OKULLARDA TEMİZLİ SORUNU DİZ BOYU
2014-2015 eğitim öğretim yılının başında okulların ihtiyaçları tespit edilip giderilmeden kervan yolda düzülür anlayışla yaklaşık olarak iki aydır süren eğitim öğretim; eğitim bileşenleri için tam bir çıkmaza girmiştir. Okullarımızda kadrolu temizlik çalışanı istihdam edilmediğinden Ekim ayının sonlarına doğru İş Kur tarafından ücretleri ödenen temizlik personeli, İlçe Milli Eğitim Müdürlükleri tarafından okullara temizlik çalışanı olarak görevlendirilmektedir. Bu görevlendirmeler yapılırken okulların fiziki kapasitesi, öğrenci mevcutları üzerinden yapılaması gerekirken, yandaş sendikaya yakınlık-uzaklık üzerinden yapılıyor olması kabul edilemez bir durumdur.
ADANA MİLLİ EĞİTİM MÜDÜRÜ İTİRAF EDİYOR, 3564 ÖĞRETMEN AÇIĞI VAR.
Adanada 5 Kasım 2014 Çarşamba günü gerçekleştirilen İl Milli Eğitim Danışma Kurulu Toplantısında, İl Milli Eğitim Müdürlüğü de eğitimdeki sorunları itiraf etmiş ve 3564 öğretmen açığı olduğunu belirtmiştir.
16 Kasım 2014de Ankarada alanlara çıkacak olan Atanamayan Öğretmen arkadaşlarımızın atamasının yapılmaması tam bir keyfiyettir. Yalnızca Adana ilinde ki sayı bile bu alanda ki ihtiyacın boyutlarını sergilemeye yetmektedir. Atanamayan tüm öğretmen arkadaşların atamalarının bir an önce yapılarak mağduriyetin giderilmesi gerekmektedir.
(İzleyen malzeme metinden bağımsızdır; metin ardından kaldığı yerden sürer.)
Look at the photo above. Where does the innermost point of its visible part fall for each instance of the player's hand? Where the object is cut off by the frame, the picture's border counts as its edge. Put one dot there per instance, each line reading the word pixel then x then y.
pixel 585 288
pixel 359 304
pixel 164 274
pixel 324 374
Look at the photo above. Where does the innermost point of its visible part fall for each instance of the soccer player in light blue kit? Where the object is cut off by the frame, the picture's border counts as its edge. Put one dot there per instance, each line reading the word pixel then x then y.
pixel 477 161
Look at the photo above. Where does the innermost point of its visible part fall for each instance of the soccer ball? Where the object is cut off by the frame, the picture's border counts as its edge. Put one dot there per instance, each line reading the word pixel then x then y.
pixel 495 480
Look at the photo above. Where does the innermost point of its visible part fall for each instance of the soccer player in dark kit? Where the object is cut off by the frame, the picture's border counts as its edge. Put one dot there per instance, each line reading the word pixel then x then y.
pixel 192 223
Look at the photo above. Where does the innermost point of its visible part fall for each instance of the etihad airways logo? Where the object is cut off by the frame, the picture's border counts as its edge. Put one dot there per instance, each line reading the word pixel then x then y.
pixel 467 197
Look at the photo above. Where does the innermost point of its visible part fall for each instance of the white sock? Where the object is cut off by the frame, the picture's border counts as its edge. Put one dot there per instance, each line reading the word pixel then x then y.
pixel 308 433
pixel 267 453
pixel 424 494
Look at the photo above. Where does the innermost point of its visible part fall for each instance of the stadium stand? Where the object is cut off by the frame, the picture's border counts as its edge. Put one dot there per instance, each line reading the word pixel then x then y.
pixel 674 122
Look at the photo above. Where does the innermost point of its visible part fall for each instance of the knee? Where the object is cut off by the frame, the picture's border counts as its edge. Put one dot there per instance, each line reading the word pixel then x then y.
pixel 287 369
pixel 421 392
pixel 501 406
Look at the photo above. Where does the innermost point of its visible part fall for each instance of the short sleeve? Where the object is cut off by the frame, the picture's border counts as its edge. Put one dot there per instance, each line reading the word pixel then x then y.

SORUN VE TALEPLERİMİZE ÇÖZÜM ÜRETİLMELİDİR
Eğitimde siyasi kadrolaşmaya, zorunlu rotasyon girişimlerine, angarya çalışma ve performans uygulamalarına derhal son verilmelidir. Öğretmen ve yardımcı hizmeti açıkları kapatılmalı, okullarda ve üniversitelerde angarya çalışma uygulamalarına, Eğitim Sen üyelerine yönelik soruşturma, sürgün ve görevden almalara son verilmelidir. Memur Senin imzaladığı ihanet sözleşmesi nedeniyle oluşan enflasyon kayıplarımız karşılanmalı, maaşlarımıza 2014 enflasyon farkı kadar ek zam yapılmalıdır. Kamu kaynakları özel okullara değil, devlet okullarına aktarılmalı, eğitime yeterli bütçe, okullarımıza ihtiyacı kadar ödenek ayrılmalıdır.